More Than Kindacritical, and Rightly So
Joseph Horn John Siracusa wasn't available for this week's episode of 5by5's Hypercritical podcast, so Dan recorded a special episode with Build & Analyze's Marco Arment and Back to Work's Merlin Mann. If you enjoy, care about or in any way depend on Apple products, you should check it out.
The discussion centered on something that's been on my mind recently. While all indications point to this being the golden age of Apple products, we are (in my opinion) seeing a disturbing trend:
- Lion is the first major release of Mac OS X (again, in my opinion) to be worse than the version that preceded it.
- iOS seems increasingly to be "busting at the seams," trying to do too many things for too many people instead of ruthlessly adhering to its original strategy of doing things well or not at all.
- Siri was released half-baked, and as such, is being relegated to toy status.
- iCloud was released half-baked, and as such, currently seems like nothing more than a reboot of MobileMe. What ever happened to documents in the cloud, anyway?
- Final Cut Pro X. I'll save the meat of this one for a future post, but for now lets just say it fits the pattern a little too nicely.
I can already hear your fingers tapping away, angrily proving me wrong on each and every point.

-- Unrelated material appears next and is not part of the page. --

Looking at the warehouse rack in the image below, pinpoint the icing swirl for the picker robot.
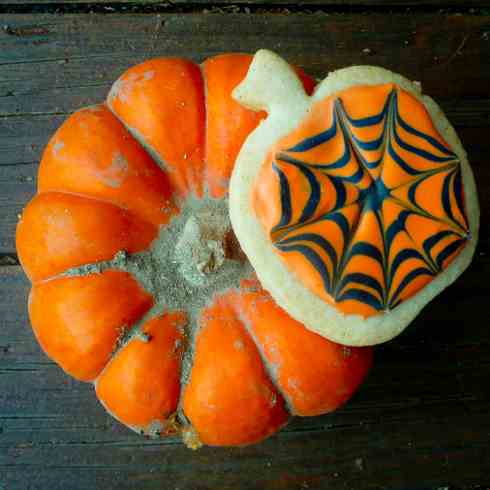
[251,84,469,316]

Let me save you the trouble:
- "Then just keep using Snow Leopard." I have a 2011 MacBook Air. It came pre-installed with Lion, and as such, can't run anything prior to 10.7. When I buy a new desktop later this year, the same will be true of it.
- "What, you want to go back to an iPhone that doesn't even have cut and paste?" No, but I do want every new feature of iOS to work as well as cut and paste eventually did.
- "You don't even have an iPhone 4S, how would you know?" I don't want an iPhone 4S, that's how I know.
- "What about iTunes Match?" I'm not going to pay a subscription fee, however small, to access music I already own.
- "But they just put all the pro features back in!" Really. Did they? More on that next week.
Just to be clear, I'm not framing this as a Steve Jobs issue. We're way too early in the game to see what the post-Jobs Apple will look like. My issues have more to do with the company's size and focus than with who's at the helm.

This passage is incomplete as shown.